I have some user account without email address in my active directory I , for example admins users, service users and so on.
I found them in the Global address list of Exchange 2013, how can I remove them? I want to leave only users with email address.
This is my current settings checked with Get-GlobalAddressList command (I think this is the default):
RecipientFilter : ((Alias -ne $null) -and (((((((((((ObjectClass -eq 'user') -or (ObjectClass -eq 'contact'))) -or (ObjectClass -eq 'msExchSystemMailbox'))) -or (ObjectClass -eq 'msExchDynamicDistributionList'))) -or (ObjectClass -eq 'group'))) -or (ObjectClass -eq'publicFolder'))))
LdapRecipientFilter : (&(mailNickname=*)(|(objectClass=user)(objectClass=contact)(objectClass=msExchSystemMailbox)(objectClass=msExchDynamicDistributionList)(objectClass=group)(objectClass=publicFolder)))
LastUpdatedRecipientFilter : ((Alias -ne $null) -and (((((((((((ObjectClass -eq 'user') -or (ObjectClass -eq 'contact'))) -or (ObjectClass -eq 'msExchSystemMailbox'))) -or (ObjectClass -eq 'msExchDynamicDistributionList'))) -or (ObjectClass -eq 'group'))) -or (ObjectClass -eq 'publicFolder'))))
Best Answer
Normally an user without Exchange attributes should not come up in the GAL (it also wouldn´t make sense to show them here). So there are multiple options:
1.) If the user is a exchange user you can simply hide it from the GAL. There is an option in every AD object which you can set via the Exchange GUI (more infos here). Via that way you can exclude the users you do not wish to come up in the GAL.
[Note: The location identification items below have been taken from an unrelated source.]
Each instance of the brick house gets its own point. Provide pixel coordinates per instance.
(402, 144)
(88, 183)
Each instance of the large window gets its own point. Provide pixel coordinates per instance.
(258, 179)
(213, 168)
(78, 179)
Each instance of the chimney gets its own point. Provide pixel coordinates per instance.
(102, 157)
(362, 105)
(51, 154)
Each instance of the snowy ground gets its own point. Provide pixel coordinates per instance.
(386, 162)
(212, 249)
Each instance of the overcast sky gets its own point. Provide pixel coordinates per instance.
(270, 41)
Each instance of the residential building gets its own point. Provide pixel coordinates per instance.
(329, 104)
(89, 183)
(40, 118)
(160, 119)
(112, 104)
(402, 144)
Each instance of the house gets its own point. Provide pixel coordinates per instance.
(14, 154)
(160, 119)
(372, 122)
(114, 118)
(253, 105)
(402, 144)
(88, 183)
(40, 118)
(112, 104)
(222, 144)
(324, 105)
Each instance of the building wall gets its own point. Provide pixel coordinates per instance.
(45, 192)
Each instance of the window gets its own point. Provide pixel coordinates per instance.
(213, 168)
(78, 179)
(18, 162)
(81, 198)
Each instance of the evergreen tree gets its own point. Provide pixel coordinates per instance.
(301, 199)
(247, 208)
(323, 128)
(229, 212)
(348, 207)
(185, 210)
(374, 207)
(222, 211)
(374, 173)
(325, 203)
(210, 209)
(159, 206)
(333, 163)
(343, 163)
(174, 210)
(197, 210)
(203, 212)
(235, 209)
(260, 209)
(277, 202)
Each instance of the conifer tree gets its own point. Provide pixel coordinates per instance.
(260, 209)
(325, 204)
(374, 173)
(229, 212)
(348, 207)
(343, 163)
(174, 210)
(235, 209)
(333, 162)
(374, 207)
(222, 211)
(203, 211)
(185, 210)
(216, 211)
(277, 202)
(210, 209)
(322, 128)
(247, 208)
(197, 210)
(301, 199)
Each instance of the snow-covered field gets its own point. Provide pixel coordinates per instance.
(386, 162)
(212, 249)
2.) I have seen that some admins copy AD objects and then perform some "hacks" in order to remove the propperies they do not need. Thats not a good option if the user is Exchange mail enabled as for example the following propperties showInAddressBook, msExchHideFromAddressLists, msExchHomeServerName, msExchUserAccountControl might not be removed, which therefore might cause such issues you experience as the system still discover them as valid Exchange users. So if those accounts are copies by hand, make sure that the accounts do not have Exchange attributes.
3.) Per out of the box the GAL filter is (taken from Exchange 2016):
That means only users which have an Exchange mailbox are added to the GAL. However in your environment it might mean the default GAL was adjusted or you are using an additional created GAL with a different setup. You should check the filter here and make sure that it is correct and is excluding the users which aren´t supposed to be in the GAL.